BBQ Chicken wraps with potato, onions, cheese, bell pepper and left over salsa – use lettuce or tortillas

Serves 2 Adults and 2 Kids + 2-3 lunches

BBQ Chicken Wraps


½ C onions, diced

1 bell pepper, diced

1.75 lbs. BBQ chicken, cooked (hopefully made earlier in the week)

left over potatoes that were scooped and saved earlier in the week

left over salsa from earlier in the week

canola oil spray

8 tortillas or 8 lettuce wraps or a combination of both

1 C cheddar cheese (or preferred substitute)
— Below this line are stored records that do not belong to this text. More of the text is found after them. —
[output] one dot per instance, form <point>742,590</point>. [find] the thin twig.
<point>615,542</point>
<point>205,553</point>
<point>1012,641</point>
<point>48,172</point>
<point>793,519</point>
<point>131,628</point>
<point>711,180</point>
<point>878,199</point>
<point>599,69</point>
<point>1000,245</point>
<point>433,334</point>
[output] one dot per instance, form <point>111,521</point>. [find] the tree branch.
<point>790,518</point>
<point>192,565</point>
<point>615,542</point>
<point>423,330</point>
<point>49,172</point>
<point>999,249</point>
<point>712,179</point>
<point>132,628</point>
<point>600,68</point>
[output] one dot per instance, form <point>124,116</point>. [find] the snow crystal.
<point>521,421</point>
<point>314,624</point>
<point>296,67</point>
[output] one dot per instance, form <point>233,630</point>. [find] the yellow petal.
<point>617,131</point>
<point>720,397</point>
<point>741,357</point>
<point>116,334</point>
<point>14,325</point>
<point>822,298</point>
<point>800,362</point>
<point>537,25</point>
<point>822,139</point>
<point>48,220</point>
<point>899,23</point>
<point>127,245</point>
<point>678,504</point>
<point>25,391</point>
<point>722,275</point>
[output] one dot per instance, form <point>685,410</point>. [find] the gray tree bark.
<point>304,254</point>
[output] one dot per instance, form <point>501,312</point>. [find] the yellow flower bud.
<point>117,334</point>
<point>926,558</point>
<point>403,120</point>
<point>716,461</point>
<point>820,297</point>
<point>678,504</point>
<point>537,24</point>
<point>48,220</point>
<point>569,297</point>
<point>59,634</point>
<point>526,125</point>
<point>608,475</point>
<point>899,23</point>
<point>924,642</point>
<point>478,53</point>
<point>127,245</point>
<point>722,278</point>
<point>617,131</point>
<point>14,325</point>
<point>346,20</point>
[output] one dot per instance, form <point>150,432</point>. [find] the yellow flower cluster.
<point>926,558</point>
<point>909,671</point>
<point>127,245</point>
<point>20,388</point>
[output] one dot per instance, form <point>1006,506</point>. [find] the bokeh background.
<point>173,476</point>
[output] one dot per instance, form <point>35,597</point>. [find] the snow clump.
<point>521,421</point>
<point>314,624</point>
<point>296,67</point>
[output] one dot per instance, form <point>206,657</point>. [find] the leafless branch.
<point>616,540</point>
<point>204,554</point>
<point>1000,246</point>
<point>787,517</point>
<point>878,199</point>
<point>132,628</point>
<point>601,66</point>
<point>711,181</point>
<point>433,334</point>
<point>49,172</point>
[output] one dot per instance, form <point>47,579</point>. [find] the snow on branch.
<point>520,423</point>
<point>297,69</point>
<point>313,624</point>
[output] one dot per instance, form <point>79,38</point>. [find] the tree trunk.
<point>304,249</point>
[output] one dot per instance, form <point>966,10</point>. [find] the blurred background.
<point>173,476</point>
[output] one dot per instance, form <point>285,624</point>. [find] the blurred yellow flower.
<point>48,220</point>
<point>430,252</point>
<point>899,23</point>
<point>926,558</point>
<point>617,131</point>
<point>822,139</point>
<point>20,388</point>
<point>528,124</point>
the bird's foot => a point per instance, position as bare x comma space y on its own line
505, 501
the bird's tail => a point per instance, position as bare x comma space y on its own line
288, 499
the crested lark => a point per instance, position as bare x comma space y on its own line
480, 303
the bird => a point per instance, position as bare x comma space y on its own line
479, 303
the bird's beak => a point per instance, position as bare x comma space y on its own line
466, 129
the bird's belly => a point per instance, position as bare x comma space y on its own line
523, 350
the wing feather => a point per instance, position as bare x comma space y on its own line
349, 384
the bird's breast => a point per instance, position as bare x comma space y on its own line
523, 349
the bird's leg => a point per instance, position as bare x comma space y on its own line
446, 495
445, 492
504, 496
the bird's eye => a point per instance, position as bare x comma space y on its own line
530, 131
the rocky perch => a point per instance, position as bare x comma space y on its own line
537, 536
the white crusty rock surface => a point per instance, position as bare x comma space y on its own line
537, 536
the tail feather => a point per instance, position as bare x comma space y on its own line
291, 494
  1. Saute onions and bell pepper until tender.
  2. Add chicken, potatoes, and salsa until warm.
  3. Heat tortillas on a lightly sprayed griddle on medium heat, one minute a side.
  4. Stir cheese into chicken mixture.  Scoop ½ C of mixture into each tortilla or lettuce wrap
  5. Serve with some fruit on the side and revel in the fact that you can be rewarded for doing very little work!

Shopping List


3.5 lbs. boneless skinless chicken breast

1.75 lbs. salmon


2 limes

2 lemons

4-8 sturdy lettuce leaves for chicken wraps

1 mango

1 pint blueberries


4 C lettuce/ greens

3 potatoes

5 cloves garlic

1.75 lbs. Tomatoes (1 lb. + 4)

3 bell peppers

3 onions

¼ t jalapeño pepper (optional)

2 ripe avocados

4 scallions

1 bunch cilantro

Dry Goods

Canola oil spray

Olive oil spray

2-3 T Barbecue sauce (hopefully you have an opened bottle in your refrigerator.)

2 T  C smoked paprika

¼ t paprika

1/2 t + a little black pepper

1 1/2 t kosher salt

1 1/2 t  white sugar

1 1/2 t   + 1 t chili powder or ancho chili powder

3/4 t + 1 T garlic powder

3/4 t onion powder

pinch cayenne

¼ t cumin

1 C cashews

4-8 tortillas

8 corn tortillas

1 T dried basil

1 T minced parsley


1 T grated parmesan or manchenga cheese

1/3 C plain yogurt (cow, goat or sheep milk or preferred substitute)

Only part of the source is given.